O menino dorme um
sono tranquilo, enrolado na manta branca e macia. Está esgotado da viagem. As
chamas bailam, insubmissas, moldando os toros de pinheiro acabado de rachar e o
calor vai emprestando ao ar da sala um suave odor a resina, enquanto a madeira
geme baixinho em estalidos secos e quentes que embalam a conversa solta e fora
de horas. É um tempo de recordação e memórias, de lembrar um passado que se fez
de mais de um século e que finda agora como, daí a pouco, a chama amarelecida
da lareira que, por ora, afaga suavemente a face apaziguada do menino.
Dizem as gentes da
terra que já não há mulheres assim. Daquelas que dão à luz sozinhas, parindo
nada mais chegar do campo, com uma ligeira indisposição, talvez seja a
hora, vou a casa, ver se isto passa ou se,
pelo contrário, aqueço, antes, a água na panela, enquanto ato, numa pressa, um
lençol grande a duas cadeiras, para ajudar a amparar a menina, para o caso de
estar mesmo a chegar.

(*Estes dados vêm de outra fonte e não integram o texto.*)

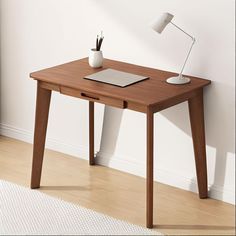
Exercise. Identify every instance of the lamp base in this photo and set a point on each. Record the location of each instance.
(178, 80)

E o caso é que lá chegou, assim foi, num enorme pranto,
cheia de vida acabada de colher no meio da sala, num lençol limpo, não
demasiado esticado, é preciso uma tesoura, escaldada, pelo sim, pelo não,
também lá está, logo ali à mão, e a menina sozinha com sua mãe, como se, à
época, fizesse falta qualquer outra coisa mais. Talvez a parteira, que já não
veio a tempo, é certo, mas, ao menos, só para ter a certeza que as duas estão
bem de saúde. Está tudo como deve ser. E a dorzita passou, afinal. Calhando,
amanhã, ainda volto ao campo…
Seguramente, ainda
haverá mulheres assim. Era bom que já não houvesse, que fôssemos realmente todas iguais.
O menino ainda dorme, sob o olhar amoroso.
Não acredito em anjos. Se acreditasse, talvez fosse fácil imaginá-los assim, aquecidos pelo lume da lareira, ouvindo histórias de encantar, num sono quieto e venturoso.